Stimmte die GDL dieser von der Bundesregierung verhängten Forderung zu, könnte die Bahn AG immerhin darauf hoffen, auf der Grundlage der Animosität zwischen GDL und EVG, die keine Lokführer vertritt und daher bei weitem nicht über die Durchschlagskraft der GDL verfügt, einen vergleichsweise niedrigeren Tarifstandard zu Lasten der GDL-Mitglieder durchzusetzen. Bei Zwang zu zwei inhaltlich gleichen Tarifverträgen ist die offensivere Gewerkschaft an die Forderungen der defensiveren Gewerkschaft gebunden, sodass sich – außer im Fall der Solidarisierung der Gewerkschaften untereinander – ein im Verhältnis zu den Forderungen der offensiveren Gewerkschaft niedrigeres Tarifniveau durchsetzen würde. Die Strategie der Bahn AG und der Bundesregierung läuft also darauf hinaus, die Verhandlungsmacht der GDL durch eine notwendige Verkettung mit der schwächeren (und wohl auch bequemeren) EVG zu untergraben.

Umgekehrt liegt der Fall, in dem jede Gewerkschaft eigenständig agiert. Hier könnte nicht nur die GDL ihre eigene Schlagkraft ungehindert einsetzen, sondern es würde dadurch auch massiver Druck auf die EVG entstehen, sich bei ihren Forderungen an der GDL zu orientieren, anderenfalls ihr wohl scharenweise die Mitglieder wegliefen. In diesem Fall besteht also eine Tendenz zur Solidarisierung der Gewerkschaften und zur Angleichung der jeweiligen Tarifforderungen in Richtung der höheren Forderung.

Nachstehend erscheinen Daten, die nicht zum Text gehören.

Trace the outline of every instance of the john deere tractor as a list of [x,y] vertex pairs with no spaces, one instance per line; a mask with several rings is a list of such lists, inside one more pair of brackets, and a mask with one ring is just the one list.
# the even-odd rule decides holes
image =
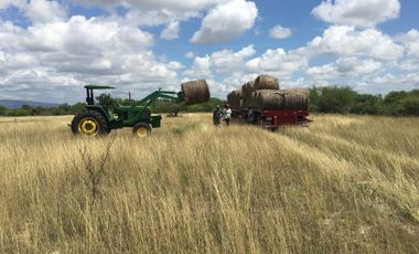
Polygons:
[[[206,82],[205,82],[206,85]],[[147,137],[152,128],[160,127],[161,115],[151,115],[150,104],[157,98],[166,98],[175,103],[187,104],[184,92],[155,91],[141,100],[136,106],[106,106],[95,104],[94,91],[112,89],[112,86],[86,85],[86,108],[76,114],[72,120],[71,128],[73,134],[85,136],[104,136],[112,129],[131,127],[132,133],[138,137]],[[183,87],[182,87],[183,88]],[[210,99],[207,97],[202,102]],[[195,99],[196,100],[196,99]]]

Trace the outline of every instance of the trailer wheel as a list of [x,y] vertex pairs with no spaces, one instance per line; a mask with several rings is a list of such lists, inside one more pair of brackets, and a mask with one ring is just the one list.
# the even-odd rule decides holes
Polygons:
[[110,133],[108,123],[97,112],[82,112],[72,120],[72,131],[75,135],[104,136]]
[[149,124],[138,123],[132,128],[132,134],[139,138],[146,138],[151,135],[151,127]]

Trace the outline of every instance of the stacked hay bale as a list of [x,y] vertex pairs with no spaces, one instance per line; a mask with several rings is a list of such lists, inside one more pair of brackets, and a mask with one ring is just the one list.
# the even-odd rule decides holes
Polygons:
[[227,95],[227,103],[233,110],[240,110],[243,106],[243,92],[241,89],[232,91]]
[[[238,107],[236,99],[237,91],[228,95],[232,108]],[[255,81],[241,86],[241,108],[249,106],[258,110],[307,110],[309,108],[309,91],[302,88],[280,89],[277,77],[259,75]]]
[[205,80],[190,81],[181,84],[186,105],[210,100],[210,88]]

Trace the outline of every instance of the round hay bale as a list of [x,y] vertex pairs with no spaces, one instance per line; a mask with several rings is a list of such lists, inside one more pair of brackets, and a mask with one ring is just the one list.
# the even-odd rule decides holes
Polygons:
[[307,110],[309,109],[309,96],[301,93],[283,93],[284,98],[284,109],[299,109]]
[[283,109],[283,96],[282,94],[278,93],[278,91],[259,91],[257,99],[260,109]]
[[261,109],[267,110],[307,110],[309,108],[309,97],[301,93],[265,91],[258,94],[258,105],[260,105]]
[[255,89],[279,89],[278,78],[269,75],[259,75],[255,80]]
[[210,100],[210,88],[205,80],[190,81],[181,84],[186,105]]
[[235,91],[233,91],[233,93],[234,93],[238,98],[243,98],[243,91],[241,91],[241,88],[235,89]]
[[241,104],[240,104],[241,97],[243,97],[241,89],[232,91],[227,95],[227,103],[229,104],[229,106],[230,106],[232,109],[237,109],[238,110],[238,109],[241,108]]
[[280,89],[280,92],[283,93],[299,93],[309,96],[310,92],[307,88],[288,88],[288,89]]

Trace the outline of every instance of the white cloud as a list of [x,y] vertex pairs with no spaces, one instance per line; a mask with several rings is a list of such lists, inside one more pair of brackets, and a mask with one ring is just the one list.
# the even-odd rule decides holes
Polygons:
[[398,36],[398,40],[406,46],[407,55],[419,60],[419,32],[416,29]]
[[363,28],[396,19],[399,12],[399,0],[326,0],[312,10],[325,22]]
[[186,59],[193,59],[193,57],[195,57],[195,53],[193,53],[192,51],[187,51],[187,52],[185,53],[185,57],[186,57]]
[[170,22],[168,27],[161,32],[160,38],[164,40],[174,40],[179,38],[179,22]]
[[260,57],[248,61],[246,66],[254,73],[291,75],[303,71],[308,66],[308,59],[294,51],[287,53],[283,49],[267,50]]
[[204,57],[196,56],[192,67],[185,71],[184,75],[191,77],[212,77],[211,57],[208,55]]
[[25,8],[28,18],[34,22],[60,21],[66,18],[66,12],[56,1],[31,0]]
[[10,6],[20,8],[20,7],[25,6],[25,1],[24,0],[1,0],[0,1],[0,10],[7,9]]
[[88,7],[130,7],[137,9],[146,9],[146,10],[176,10],[176,11],[197,11],[207,6],[214,6],[222,2],[227,2],[229,0],[189,0],[189,1],[173,1],[173,0],[73,0],[79,4],[88,6]]
[[292,31],[291,29],[283,28],[282,25],[278,24],[275,25],[269,30],[269,35],[275,39],[287,39],[291,36]]
[[211,54],[211,63],[216,72],[229,74],[245,68],[245,60],[256,53],[254,45],[248,45],[238,52],[230,50],[217,51]]
[[152,35],[138,27],[100,18],[28,29],[0,23],[1,97],[73,103],[83,100],[82,85],[88,83],[111,83],[138,98],[179,86],[183,65],[155,57],[152,44]]
[[203,19],[191,42],[210,44],[230,41],[251,29],[257,15],[258,9],[250,1],[233,0],[218,4]]
[[358,31],[353,27],[334,25],[300,51],[309,55],[334,54],[343,57],[366,56],[377,61],[397,61],[402,56],[404,47],[376,29]]

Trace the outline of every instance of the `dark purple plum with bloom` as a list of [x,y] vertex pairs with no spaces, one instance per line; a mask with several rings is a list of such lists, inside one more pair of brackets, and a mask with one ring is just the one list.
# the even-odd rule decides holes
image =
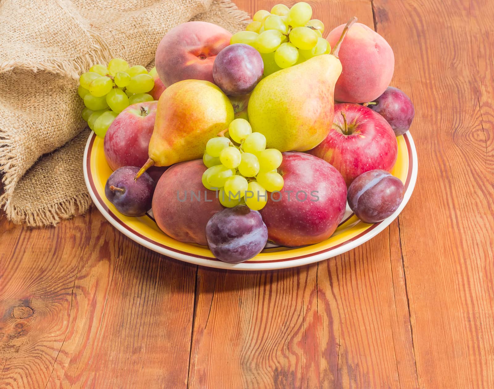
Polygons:
[[213,64],[214,83],[227,95],[240,96],[250,92],[264,71],[261,54],[243,43],[227,46],[220,51]]
[[268,241],[268,229],[261,214],[247,205],[226,208],[206,225],[209,249],[221,261],[238,263],[261,252]]
[[389,123],[396,136],[403,135],[410,128],[415,108],[410,98],[397,88],[388,87],[369,107],[380,114]]
[[353,180],[348,188],[348,205],[365,223],[377,223],[398,209],[405,195],[401,180],[386,170],[370,170]]
[[156,184],[147,173],[134,180],[140,168],[124,166],[117,169],[105,185],[106,198],[127,216],[142,216],[151,208]]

Welcher Veranlassung hätte also die GDL, sich zu Lasten ihrer eigenen Mitglieder an das Tarifniveau der EVG ketten zu lassen? Liegt es nicht vielmehr im Interesse des gesamten Betriebspersonals der Bahn AG – also auch dem bei der EVG organisierten – wenn Claus Weselsky weiterhin die autonome Verhandlungsmacht seiner Gewerkschaft in die Waagschale werfen kann ?

Für die Bundesregierung ist es höchste Zeit, das Grundgesetz zu achten und endlich eine Einladung zu Verhandlungen aussprechen zu lassen, die diese Bezeichnung tatsächlich verdienen. Oder reichen die vielzitierten „Millionenschäden“ noch nicht, die sie „der deutschen Wirtschaft“ (uns allen) durch ihre gegen Buchstabe und Geist der Verfassung verstoßende Weigerung zu Verhandlungen mit der GDL über einen eigenständigen Tarifvertrag zugefügt hat?